Panorama
Por desespero, escolhi fotografar os últimos instantes de vida do meu pai para guardá-lo “vivo” até que, em outro espaço/tempo, pudesse elaborar sua morte. Carreguei três câmeras com três filmes coloridos e fotografei meu pai vivo e os lugares por onde transitei entre os dias 17 e 19/09, seu velório e o espaço onde foi cremado no dia 20/09/2019. Rebobinei esses três filmes, e ao invés de revelá-los - dando fim ao processo - os coloquei novamente nas câmeras, expondo a película mais uma vez, como um modo de continuar dilatando a dimensão de estar presente, em dupla exposição. Viajei até a cidade onde ele gostaria de estar, levei suas cinzas e fotografei os lugares nos quais estivemos juntos há 27 anos atrás.

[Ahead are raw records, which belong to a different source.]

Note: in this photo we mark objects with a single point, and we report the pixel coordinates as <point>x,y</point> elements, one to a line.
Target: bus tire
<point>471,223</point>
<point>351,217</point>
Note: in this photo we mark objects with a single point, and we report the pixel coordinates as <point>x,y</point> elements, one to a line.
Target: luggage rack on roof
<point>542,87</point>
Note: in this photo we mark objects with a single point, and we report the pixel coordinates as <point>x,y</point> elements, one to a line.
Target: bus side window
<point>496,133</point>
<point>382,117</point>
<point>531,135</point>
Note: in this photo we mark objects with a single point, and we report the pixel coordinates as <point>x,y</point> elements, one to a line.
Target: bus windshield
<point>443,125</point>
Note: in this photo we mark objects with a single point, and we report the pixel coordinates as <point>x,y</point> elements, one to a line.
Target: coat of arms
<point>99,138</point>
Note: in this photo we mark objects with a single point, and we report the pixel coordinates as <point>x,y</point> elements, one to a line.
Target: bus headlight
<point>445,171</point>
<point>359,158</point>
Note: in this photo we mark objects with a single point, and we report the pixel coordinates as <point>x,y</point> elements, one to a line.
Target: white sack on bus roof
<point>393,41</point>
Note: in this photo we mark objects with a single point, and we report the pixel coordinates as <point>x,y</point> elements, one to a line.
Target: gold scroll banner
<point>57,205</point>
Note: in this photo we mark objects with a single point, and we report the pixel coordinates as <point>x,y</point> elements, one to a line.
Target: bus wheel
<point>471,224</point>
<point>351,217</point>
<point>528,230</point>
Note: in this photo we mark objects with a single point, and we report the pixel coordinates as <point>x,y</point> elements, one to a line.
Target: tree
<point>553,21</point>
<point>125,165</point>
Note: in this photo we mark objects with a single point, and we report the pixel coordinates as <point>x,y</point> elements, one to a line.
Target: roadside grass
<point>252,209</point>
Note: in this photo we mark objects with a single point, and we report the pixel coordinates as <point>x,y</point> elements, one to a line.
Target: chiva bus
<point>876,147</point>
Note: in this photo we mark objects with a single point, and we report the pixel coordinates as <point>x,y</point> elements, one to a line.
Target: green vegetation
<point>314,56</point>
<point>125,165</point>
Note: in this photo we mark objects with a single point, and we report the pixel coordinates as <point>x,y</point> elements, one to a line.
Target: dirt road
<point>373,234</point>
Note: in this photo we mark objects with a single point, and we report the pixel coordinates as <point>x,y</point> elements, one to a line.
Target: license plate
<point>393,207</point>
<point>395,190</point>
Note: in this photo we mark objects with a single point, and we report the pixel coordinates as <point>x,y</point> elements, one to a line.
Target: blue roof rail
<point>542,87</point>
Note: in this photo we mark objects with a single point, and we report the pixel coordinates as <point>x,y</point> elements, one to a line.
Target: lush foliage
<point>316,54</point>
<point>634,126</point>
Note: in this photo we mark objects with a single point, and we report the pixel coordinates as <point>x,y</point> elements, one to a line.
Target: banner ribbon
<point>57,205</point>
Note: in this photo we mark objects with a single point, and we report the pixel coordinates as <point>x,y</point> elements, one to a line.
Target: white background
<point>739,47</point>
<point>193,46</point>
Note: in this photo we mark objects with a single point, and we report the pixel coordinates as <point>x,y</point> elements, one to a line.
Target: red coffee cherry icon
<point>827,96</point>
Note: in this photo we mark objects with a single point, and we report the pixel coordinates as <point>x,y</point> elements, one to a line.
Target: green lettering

A imprevisibilidade da técnica de rebobinar o filme fez com que mais de duas exposições se sobrepusessem, de modo não linear, criando o formato panorâmico em que os filmes foram digitalizados e acabaram por assumir posições involuntárias enquanto realizavam o último desejo de meu pai: morar em Morretes.
Curiosamente, essa justaposição de espaços em perspectiva não criou simplesmente uma soma ou uma união clara entre nós em duas exposições - ambas igualmente dispostas uma sobre a outra. Mas enquanto, por um lado, o sujeito em sua passividade e, por outro, o observador em sua impotência, combinados resultaram em uma nova dimensão, uma possibilidade diferente. Meu pai e eu criamos um material de superfície do inimaginável, talvez um tríptico espacial ou um panorama fotográfico que tenta, sem sucesso, acumular fragmentos de uma viagem, uma jornada.